Tis The Season...To Be Triggered
I LOVE the Holidays, always have, *hopefully* always will.
But as with anything we love also comes things we... love less.
The Holidays can come with stressors and spending lots of time with friends and family can sometimes be triggering if we don't communicate our boundaries and what topics we'd prefer not to discuss.
Here are some ways you can aim to implement boundaries around the Holidays:
Unusable Gifts Boundaries
We all know that Aunt or Grandparent who “means well,” but always gets you or your kids an influx of gifts you don’t need or want. I have a friend who lives in a small apartment without any yard access and her well-meaning mother-in-law got my friend’s daughter a GIANT outdoor use toy. The MIL did acknowledge that she knew her DIL didn’t currently have room for it now but thought she could save it for when she did. Not only is this highlighting an undertone of “well you can use this when you FINALLY move into a house,” but her granddaughter can’t even use the toy right now. My friend graciously thanked her but firmly stated that unfortunately this toy didn’t fit into her current lifestyle. Holding onto stuff for a future “maybe/what if/when” situation is a surefire way to create clutter. Hold your boundary that you’re only bringing items into your home that work for your life and needs right now, in this moment.
TOO MANY Gifts Boundaries
Do you have a relative or friend in your life who always brings you or your kids a gift, no matter if it’s an actual occasion or not? Again, they may just be trying to be generous but if your kids get a toy everyyy time they see this person, you’ll run into issues. Your kids will grow accustomed to expecting a gift every time they see them and will start to associate them with gifts instead of quality time. And this will be a huge strain on keeping your clutter at bay. You may be thinking, “But I don’t want to hurt their feelings…” I would counter that by saying, if you were raising your child as a vegetarian and someone served them steak, wouldn’t you easily object and tell them it’s against your values without fear of hurting their feelings? I hold what comes into my house by this same standard and I’m vigilant about the fact that I’m in charge of what I want to be responsible for in my life & home.
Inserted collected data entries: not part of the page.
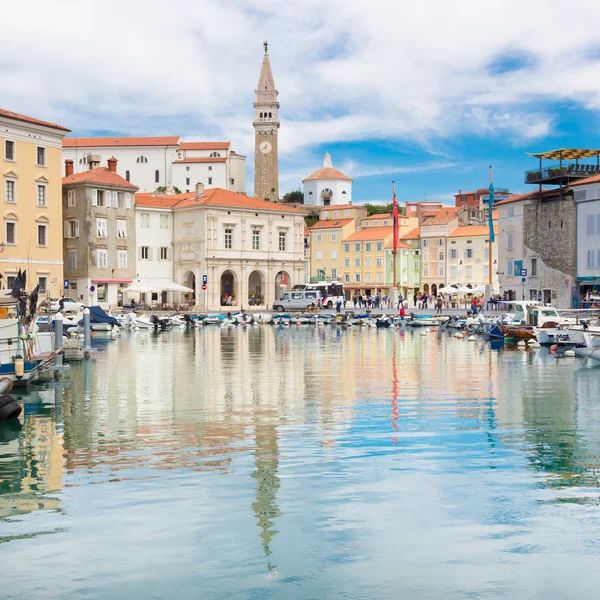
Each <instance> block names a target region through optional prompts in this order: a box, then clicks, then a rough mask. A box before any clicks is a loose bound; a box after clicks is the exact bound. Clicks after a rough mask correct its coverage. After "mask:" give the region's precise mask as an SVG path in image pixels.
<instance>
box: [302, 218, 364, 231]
mask: <svg viewBox="0 0 600 600" xmlns="http://www.w3.org/2000/svg"><path fill="white" fill-rule="evenodd" d="M353 221H354V219H326V220H324V221H317V222H316V223H314V224H313V225H311V226H310V227H309V229H310V230H311V231H312V230H314V229H341V228H342V227H345V226H346V225H348V223H352V222H353Z"/></svg>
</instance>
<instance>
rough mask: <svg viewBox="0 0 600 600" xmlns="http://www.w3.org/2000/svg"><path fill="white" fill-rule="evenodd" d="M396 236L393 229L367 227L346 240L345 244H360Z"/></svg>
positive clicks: (357, 231)
mask: <svg viewBox="0 0 600 600" xmlns="http://www.w3.org/2000/svg"><path fill="white" fill-rule="evenodd" d="M393 234H394V228H393V227H365V228H364V229H361V230H360V231H356V232H355V233H353V234H352V235H350V236H348V237H347V238H344V240H343V241H344V242H360V241H369V240H384V239H385V238H386V237H388V236H390V235H393Z"/></svg>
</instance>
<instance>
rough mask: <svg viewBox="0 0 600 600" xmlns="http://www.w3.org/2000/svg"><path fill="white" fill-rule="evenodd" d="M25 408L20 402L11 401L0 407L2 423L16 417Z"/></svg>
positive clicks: (0, 413) (16, 417) (17, 415)
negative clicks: (2, 406) (1, 407)
mask: <svg viewBox="0 0 600 600" xmlns="http://www.w3.org/2000/svg"><path fill="white" fill-rule="evenodd" d="M22 410H23V409H22V408H21V405H20V404H19V403H18V402H9V403H8V404H5V405H4V406H3V407H2V408H0V423H1V422H2V421H8V420H9V419H16V418H17V417H18V416H19V415H20V414H21V411H22Z"/></svg>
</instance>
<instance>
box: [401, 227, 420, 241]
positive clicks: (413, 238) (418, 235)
mask: <svg viewBox="0 0 600 600" xmlns="http://www.w3.org/2000/svg"><path fill="white" fill-rule="evenodd" d="M420 237H421V228H420V227H417V228H416V229H411V231H409V232H408V233H407V234H406V235H403V236H401V237H400V239H401V240H418V239H419V238H420Z"/></svg>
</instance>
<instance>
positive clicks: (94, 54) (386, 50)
mask: <svg viewBox="0 0 600 600" xmlns="http://www.w3.org/2000/svg"><path fill="white" fill-rule="evenodd" d="M9 4H13V6H12V7H9V8H10V9H11V10H12V11H13V13H14V15H15V18H14V19H13V20H12V25H11V28H9V30H7V31H5V32H4V33H3V36H2V37H1V38H0V56H3V57H5V58H4V59H3V60H0V78H1V79H2V81H3V86H2V88H3V89H2V96H1V97H0V106H2V107H4V108H8V109H11V110H14V111H17V112H22V113H25V114H29V115H31V116H35V117H38V118H42V119H48V120H51V121H54V122H58V123H60V124H63V125H66V126H68V127H70V128H71V129H72V130H73V132H74V133H75V134H76V135H102V134H107V133H108V134H118V135H166V134H180V135H182V136H183V137H184V138H185V139H197V140H203V139H226V140H231V142H232V145H233V148H234V149H235V150H236V151H238V152H242V153H244V154H246V155H247V156H248V178H247V181H248V190H247V191H248V192H249V193H252V189H251V187H252V180H253V177H252V169H253V143H254V138H253V130H252V126H251V122H252V117H253V107H252V102H253V100H254V88H255V85H256V81H257V79H258V73H259V69H260V63H261V60H262V52H263V49H262V42H263V40H264V39H268V40H269V42H270V56H271V63H272V67H273V73H274V77H275V83H276V85H277V88H278V89H279V92H280V96H279V99H280V102H281V110H280V116H281V120H282V127H281V130H280V189H281V191H282V192H285V191H289V190H292V189H297V188H298V187H300V186H301V185H302V184H301V180H302V178H303V177H305V176H307V175H309V174H310V173H311V172H313V171H314V170H316V169H317V168H318V167H319V166H320V164H321V162H322V160H323V154H324V153H325V152H330V153H331V155H332V158H333V163H334V166H336V167H337V168H339V169H340V170H342V171H343V172H345V173H347V174H348V175H350V176H352V177H353V178H354V179H355V185H354V199H355V201H357V202H361V201H387V200H389V198H390V195H391V180H392V179H394V180H395V181H396V189H397V194H398V198H399V199H400V200H401V201H404V200H419V199H421V200H422V199H425V198H426V197H427V199H431V200H434V199H436V200H438V199H439V200H443V201H446V202H450V201H451V200H452V195H453V194H454V193H457V192H458V190H459V188H462V189H463V190H470V189H476V188H477V187H481V186H483V185H486V184H487V180H488V165H490V164H492V165H493V166H494V182H495V184H496V185H497V186H502V187H509V188H510V189H511V190H513V191H523V190H525V189H527V186H526V185H525V184H524V183H523V172H524V171H525V170H526V169H530V168H534V167H535V166H536V165H535V161H534V159H532V158H529V157H527V156H526V152H528V151H539V150H548V149H554V148H558V147H581V146H582V147H592V148H594V147H598V146H600V140H598V134H597V132H598V130H599V127H598V125H599V122H598V121H599V119H598V115H599V112H600V38H599V37H598V27H597V23H598V22H600V3H598V2H593V1H591V0H574V1H572V2H570V3H569V5H568V9H567V10H565V5H563V4H557V3H555V2H552V1H549V0H528V2H527V3H523V2H518V1H516V0H506V1H505V2H503V3H502V4H501V5H500V4H498V3H491V2H481V0H479V1H474V0H461V2H460V3H448V2H444V1H442V0H430V1H429V2H427V3H422V4H420V3H414V2H407V1H406V0H397V1H394V2H392V1H387V0H382V1H381V2H378V3H373V2H367V1H366V0H354V1H351V2H348V1H347V0H346V1H342V0H302V1H300V0H288V1H286V2H285V3H276V4H269V5H265V3H264V2H259V1H258V0H231V1H230V2H227V3H223V2H219V1H217V0H203V1H202V2H194V3H192V2H189V1H188V0H173V2H171V3H169V4H168V5H165V4H164V2H162V1H159V0H146V1H141V0H128V1H127V2H116V0H105V2H104V3H103V4H102V7H99V6H97V5H93V4H88V3H79V2H75V1H71V0H65V2H63V4H62V5H61V7H60V10H59V9H58V8H57V6H56V5H54V4H53V3H48V2H44V1H42V0H32V2H31V3H30V4H28V5H27V6H25V5H23V4H22V3H17V2H13V1H12V0H9ZM25 11H27V13H30V12H34V13H35V14H36V15H38V18H36V19H35V20H31V19H28V18H26V16H27V15H26V14H25ZM19 15H21V16H19Z"/></svg>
If we’re lucky enough, we have lots of different people who want to spend time with us and our families around the Holidays. This can lead to a lot of running around and splitting time to accommodate everyone else’s needs and feelings. But what about what’s best for your family? As an example, my relatives were running into this issue of traveling to multiple places on Thanksgiving so we simply started celebrating on the Saturday after Thanksgiving. This way, everyone can settle in and enjoy their time with all their offshoots of family rather than run around all day which isn’t ultimately enjoyable for anyone.
Have an oversharing cousin? Or a prying Aunt? Or an inappropriate Uncle? If someone asks you something you don’t wish to discuss or starts oversharing on a topic that’s none of your business, try communicating this with them by using “I statements” to communicate how you feel rather than what they’re “doing wrong”:
“I feel angry when you speak to me like that. If you continue to yell at me, I’ll have to walk away.”
“I need some space right now.”
“I love spending time with you but I would prefer not to talk about politics as it stresses me out.”
“My partner and I know what’s best for our kids.”
“That’s a decision that my wife and I will come to together and we don’t want to discuss it in a group setting.”
What are some other ways you protect your energy around the Holidays or all year long?